Adelekan pointed to a widespread trend among borrowers particularly within the digital lending space where individuals already in debt resort to borrowing from multiple loan apps to stay afloat.
This revolving-door behaviour, he warned, leaves behind a trail of defaults that damages the borrower’s creditworthiness and is now being tracked more seriously by formal lending institutions.
“Most licensed lenders, including fintechs and banks, rely on credit reports from CBN-licensed bureaus before making loan decisions,” he said. “Once you’re flagged for defaulting even just once your chances of securing another loan, especially at favourable interest rates or reasonable terms, drop drastically.”
He revealed that his company, Kwikpay Credit, receives over 1,000 loan applications daily, but approximately 40% of those are disqualified due to poor credit histories—an alarming figure he believes reflects deeper structural issues in Nigeria’s MSME financing ecosystem.
“Poor repayment behaviour isn’t just a bad habit; it’s a growth inhibitor,” Adelekan said. “For MSMEs, where liquidity is already thin and capital access limited, maintaining a clean credit profile is critical not optional. Without it, your business struggles to raise funding, expand, or even negotiate interest rates.”
He emphasised that while MSMEs play a vital role in Nigeria’s economy contributing over 48% to GDP and employing millions their long-term viability is increasingly tied to how well they manage credit.
Adelekan also highlighted the evolving role of technology in modern lending practices. Unlike in the past where access to credit was largely collateral-based, today’s lenders spanning traditional banks, cooperatives, and fintech platforms are adopting data-driven models to assess borrower risk.
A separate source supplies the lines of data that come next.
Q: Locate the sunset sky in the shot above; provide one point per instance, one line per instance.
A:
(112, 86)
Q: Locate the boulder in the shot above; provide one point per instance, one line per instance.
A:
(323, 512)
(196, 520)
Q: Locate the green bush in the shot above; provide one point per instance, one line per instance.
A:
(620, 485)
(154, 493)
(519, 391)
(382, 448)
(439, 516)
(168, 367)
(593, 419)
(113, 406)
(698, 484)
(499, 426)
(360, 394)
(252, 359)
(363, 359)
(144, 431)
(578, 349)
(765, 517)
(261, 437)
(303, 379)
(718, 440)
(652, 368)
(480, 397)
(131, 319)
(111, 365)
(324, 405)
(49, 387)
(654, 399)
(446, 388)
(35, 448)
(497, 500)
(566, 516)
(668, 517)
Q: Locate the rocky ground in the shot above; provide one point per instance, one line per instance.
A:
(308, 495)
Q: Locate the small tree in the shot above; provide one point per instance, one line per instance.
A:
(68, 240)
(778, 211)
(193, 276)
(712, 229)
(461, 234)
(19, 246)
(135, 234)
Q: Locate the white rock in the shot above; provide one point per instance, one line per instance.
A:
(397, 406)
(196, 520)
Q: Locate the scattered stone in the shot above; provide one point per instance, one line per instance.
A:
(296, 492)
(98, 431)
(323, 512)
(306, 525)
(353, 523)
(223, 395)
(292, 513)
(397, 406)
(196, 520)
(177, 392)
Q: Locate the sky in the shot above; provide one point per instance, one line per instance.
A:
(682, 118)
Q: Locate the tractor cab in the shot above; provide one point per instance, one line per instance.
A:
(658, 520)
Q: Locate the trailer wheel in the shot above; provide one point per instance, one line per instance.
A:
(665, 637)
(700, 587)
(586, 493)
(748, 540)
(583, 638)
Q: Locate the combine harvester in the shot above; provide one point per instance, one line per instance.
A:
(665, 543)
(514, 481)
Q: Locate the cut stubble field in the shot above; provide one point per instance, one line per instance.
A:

“Loan decisions now factor in behavioural patterns repayment history, number of open loans, frequency of defaults and even alternative data like income patterns and employment status,” he explained. “Credit scoring has become smarter, and it’s now harder to hide bad behaviour.”
In response to the growing concern, Adelekan announced that Kwikpay Credit is launching a new product aimed at helping borrowers restore their credit health.
The solution will offer incentives for customers to resolve past defaults, while integrating financial literacy tools to promote better borrowing behaviour.
“We’re tying loan eligibility not only to repayment history but also to factors like educational background and job stability. Our goal is to reward responsible borrowers and help others get back on track,” he added.
Adelekan’s warning comes at a time when Nigeria’s MSMEs are grappling with rising inflation, currency volatility, and dwindling purchasing power all of which have heightened their dependence on short-term credit.
As financial institutions deepen their reliance on credit profiling, experts warn that without better awareness, education, and financial discipline, a large swath of small businesses may find themselves increasingly excluded from formal credit markets.
He called on MSMEs to treat creditworthiness as a key part of their business strategy and urged financial sector stakeholders to invest in credit education initiatives that will help business owners make informed borrowing decisions.